We are the children of those first witnesses, every one of us, whether we were baptized as infants many years ago, or whether we just entered the Church this Easter.

None of us has seen Jesus raised from the dead. We trust the testimony of those who did. Their encounters remain at the heart of the mystery of faith, as the Catechism tells us.

During the Last Supper, his apostles had asked him, “Lord, how is it that you will manifest yourself to us, and not to the world?”

It is interesting how Jesus responded. “Whoever loves me will keep my word,” he said, “and my Father will love him, and we will come to him and make our dwelling with him.”

For Jesus, salvation is personal.

He came to “save the world,” to give his flesh and blood on the cross “for the life of the world.”

But he saves the world one soul at a time. He gives his life out of love, as living bread from heaven, to you and to me, and to everyone who loves him and keeps his commandments.

During this season, I like to re-read the Gospel accounts of those days after the Resurrection. Two notes stand out for me in these stories — joy and witness.

In these stories, we hear the disciples delighting in the Lord’s presence, with the joy of those who have found the treasure they had been searching for their whole lives.

And almost every story ends with one or more rushing off in excitement to tell others of this treasure they have found. As St. Mary Magdalene said, “I have seen the Lord!”
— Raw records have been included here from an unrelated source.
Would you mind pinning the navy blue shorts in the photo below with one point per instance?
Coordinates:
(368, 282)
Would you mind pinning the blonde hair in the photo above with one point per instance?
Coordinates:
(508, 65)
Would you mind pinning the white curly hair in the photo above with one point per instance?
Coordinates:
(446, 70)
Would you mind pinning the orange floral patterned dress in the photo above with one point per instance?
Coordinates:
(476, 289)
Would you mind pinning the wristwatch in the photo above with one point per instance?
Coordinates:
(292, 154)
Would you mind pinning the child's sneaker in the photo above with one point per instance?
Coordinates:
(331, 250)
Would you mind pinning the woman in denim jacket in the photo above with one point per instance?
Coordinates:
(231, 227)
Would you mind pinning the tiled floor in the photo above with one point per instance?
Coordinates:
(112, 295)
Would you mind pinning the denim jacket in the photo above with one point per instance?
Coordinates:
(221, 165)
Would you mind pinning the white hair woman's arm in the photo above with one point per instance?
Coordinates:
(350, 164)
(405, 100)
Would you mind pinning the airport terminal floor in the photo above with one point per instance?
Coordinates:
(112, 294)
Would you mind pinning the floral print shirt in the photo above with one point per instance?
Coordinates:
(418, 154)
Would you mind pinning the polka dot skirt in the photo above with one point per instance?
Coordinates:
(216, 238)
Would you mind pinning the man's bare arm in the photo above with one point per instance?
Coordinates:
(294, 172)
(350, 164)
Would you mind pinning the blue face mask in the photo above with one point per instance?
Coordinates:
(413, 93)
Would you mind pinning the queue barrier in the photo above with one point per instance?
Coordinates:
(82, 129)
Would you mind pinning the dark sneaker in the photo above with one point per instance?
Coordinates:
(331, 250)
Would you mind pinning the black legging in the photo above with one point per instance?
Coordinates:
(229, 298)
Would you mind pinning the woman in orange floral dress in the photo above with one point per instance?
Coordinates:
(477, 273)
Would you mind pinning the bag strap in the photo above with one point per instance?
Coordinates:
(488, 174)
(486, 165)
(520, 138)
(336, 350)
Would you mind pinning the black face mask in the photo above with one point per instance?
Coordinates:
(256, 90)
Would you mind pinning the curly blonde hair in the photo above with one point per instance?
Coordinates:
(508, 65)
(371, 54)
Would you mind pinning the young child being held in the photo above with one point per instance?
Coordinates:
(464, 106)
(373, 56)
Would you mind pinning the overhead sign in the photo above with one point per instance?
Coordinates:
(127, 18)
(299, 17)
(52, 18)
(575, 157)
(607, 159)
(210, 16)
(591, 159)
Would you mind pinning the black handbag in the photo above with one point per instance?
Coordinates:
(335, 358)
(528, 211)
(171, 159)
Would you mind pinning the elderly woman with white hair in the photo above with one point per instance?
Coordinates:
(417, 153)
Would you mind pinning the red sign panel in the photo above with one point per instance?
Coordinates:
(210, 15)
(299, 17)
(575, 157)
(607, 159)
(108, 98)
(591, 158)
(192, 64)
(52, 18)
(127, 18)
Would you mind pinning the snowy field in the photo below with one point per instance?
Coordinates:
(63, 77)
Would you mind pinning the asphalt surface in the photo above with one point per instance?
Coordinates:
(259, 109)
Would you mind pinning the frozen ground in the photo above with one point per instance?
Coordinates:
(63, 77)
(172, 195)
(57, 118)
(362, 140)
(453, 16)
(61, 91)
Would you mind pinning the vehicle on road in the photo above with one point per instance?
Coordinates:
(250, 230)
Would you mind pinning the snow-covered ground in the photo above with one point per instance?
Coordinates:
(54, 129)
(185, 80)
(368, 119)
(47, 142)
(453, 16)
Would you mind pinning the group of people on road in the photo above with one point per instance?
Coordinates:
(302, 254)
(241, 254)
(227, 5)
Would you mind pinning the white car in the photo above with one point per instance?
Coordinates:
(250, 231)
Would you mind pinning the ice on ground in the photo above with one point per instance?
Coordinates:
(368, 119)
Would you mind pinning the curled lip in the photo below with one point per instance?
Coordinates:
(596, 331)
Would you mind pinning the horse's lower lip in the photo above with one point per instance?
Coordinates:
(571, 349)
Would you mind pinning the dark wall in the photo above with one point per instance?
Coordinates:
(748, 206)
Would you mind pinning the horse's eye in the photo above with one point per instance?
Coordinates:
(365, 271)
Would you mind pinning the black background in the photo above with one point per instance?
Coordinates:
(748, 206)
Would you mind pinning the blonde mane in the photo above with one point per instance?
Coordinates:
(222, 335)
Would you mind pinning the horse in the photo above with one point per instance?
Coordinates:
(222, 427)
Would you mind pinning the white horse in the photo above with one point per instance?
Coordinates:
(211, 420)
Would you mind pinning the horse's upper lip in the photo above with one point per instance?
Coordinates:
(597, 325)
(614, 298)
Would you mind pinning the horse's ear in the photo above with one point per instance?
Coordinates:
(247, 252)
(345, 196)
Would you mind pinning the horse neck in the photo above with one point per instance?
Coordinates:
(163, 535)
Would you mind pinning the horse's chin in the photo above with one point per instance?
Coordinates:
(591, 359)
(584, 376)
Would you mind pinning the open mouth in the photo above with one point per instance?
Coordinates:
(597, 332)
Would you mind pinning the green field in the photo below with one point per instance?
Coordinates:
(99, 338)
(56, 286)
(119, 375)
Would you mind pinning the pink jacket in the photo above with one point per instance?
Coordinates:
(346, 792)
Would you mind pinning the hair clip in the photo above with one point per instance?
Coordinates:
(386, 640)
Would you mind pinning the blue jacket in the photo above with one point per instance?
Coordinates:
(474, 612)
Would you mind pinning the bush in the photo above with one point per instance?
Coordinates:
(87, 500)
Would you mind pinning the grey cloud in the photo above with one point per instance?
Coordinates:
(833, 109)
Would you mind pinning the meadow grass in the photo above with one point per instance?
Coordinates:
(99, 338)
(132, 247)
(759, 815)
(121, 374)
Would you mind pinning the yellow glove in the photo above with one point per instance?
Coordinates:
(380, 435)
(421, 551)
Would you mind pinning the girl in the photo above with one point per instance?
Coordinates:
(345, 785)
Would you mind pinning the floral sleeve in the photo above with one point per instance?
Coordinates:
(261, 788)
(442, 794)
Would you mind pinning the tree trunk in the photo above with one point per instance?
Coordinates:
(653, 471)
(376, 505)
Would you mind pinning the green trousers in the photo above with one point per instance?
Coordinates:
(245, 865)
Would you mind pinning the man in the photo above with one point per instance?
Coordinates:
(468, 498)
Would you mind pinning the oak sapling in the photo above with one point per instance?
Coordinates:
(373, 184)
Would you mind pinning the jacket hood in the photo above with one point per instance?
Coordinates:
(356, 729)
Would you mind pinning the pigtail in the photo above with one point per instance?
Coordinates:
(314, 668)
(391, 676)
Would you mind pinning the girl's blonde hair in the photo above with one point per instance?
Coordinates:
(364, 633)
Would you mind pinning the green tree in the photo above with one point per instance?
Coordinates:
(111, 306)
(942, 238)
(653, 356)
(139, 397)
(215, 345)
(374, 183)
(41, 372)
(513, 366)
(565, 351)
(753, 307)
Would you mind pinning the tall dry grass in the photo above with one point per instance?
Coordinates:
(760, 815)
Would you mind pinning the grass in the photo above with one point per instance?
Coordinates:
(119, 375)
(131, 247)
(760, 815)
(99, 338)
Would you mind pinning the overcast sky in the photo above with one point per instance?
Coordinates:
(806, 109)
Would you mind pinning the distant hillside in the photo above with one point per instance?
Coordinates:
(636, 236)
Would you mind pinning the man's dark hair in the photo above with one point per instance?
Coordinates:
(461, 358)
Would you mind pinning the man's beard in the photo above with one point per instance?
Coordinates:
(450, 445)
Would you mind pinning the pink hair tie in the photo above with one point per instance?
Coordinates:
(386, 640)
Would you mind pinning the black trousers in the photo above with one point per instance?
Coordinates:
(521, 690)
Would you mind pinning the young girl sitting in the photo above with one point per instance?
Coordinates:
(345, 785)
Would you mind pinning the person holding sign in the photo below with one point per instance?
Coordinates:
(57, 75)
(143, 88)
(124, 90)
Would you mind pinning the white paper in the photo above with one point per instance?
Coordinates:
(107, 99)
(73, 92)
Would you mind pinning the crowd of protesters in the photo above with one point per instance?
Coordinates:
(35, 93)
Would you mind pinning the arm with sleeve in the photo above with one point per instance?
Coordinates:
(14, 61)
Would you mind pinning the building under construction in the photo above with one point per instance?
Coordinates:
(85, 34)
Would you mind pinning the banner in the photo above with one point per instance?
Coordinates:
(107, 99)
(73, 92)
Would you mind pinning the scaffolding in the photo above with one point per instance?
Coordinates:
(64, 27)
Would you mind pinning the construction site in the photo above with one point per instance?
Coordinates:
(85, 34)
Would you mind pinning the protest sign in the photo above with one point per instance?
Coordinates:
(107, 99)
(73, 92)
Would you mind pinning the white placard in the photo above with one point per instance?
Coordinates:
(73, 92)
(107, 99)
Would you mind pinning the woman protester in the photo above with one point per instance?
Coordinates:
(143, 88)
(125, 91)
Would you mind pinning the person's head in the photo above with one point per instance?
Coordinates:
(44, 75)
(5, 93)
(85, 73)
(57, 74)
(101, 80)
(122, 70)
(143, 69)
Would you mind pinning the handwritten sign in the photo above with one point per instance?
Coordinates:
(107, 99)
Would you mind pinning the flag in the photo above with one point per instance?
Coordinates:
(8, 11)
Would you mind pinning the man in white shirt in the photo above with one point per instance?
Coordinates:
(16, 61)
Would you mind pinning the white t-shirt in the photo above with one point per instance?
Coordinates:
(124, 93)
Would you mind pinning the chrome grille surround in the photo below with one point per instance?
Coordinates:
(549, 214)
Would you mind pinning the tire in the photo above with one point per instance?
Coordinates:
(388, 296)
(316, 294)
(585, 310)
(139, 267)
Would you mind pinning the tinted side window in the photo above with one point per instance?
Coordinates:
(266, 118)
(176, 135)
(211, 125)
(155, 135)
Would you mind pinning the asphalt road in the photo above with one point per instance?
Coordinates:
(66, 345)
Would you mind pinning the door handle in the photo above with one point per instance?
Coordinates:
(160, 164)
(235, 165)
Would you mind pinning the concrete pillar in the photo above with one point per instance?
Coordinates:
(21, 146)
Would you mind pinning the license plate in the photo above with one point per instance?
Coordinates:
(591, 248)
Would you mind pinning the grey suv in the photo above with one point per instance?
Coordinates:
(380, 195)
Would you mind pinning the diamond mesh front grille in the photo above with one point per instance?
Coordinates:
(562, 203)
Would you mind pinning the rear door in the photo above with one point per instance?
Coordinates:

The Church is born in the joy of these witnesses, and the Church’s mission continues in you and me.
As he announced his salvation through his first witnesses, he announces his salvation in this generation, through our witness.

It is a beautiful mystery of God’s plan of salvation that he involves each of us, inviting us to play our part in sharing the joy that we have found in Jesus.

Let us live these next 50 days — and our whole lives — as one “great Sunday.”

Joy grows through witness. The more we speak to others about Jesus and the more good works we do in his name, the more our joy will increase.

Jesus is alive! He is not some historical figure whose memory will one day fade away. He is real and his love is real. He really died for us, and it is worth everything for us now to live for him.

We know it will not always be easy; we will experience sadness and suffering, and the ugliness of sin. But we know that Jesus will wipe away every tear because he has conquered death.

Pray for me and I will pray for you.

And let us ask our mother Mary, the mother of joy, to keep us always close to her risen Son, that we might always know this joy and share it with all the world.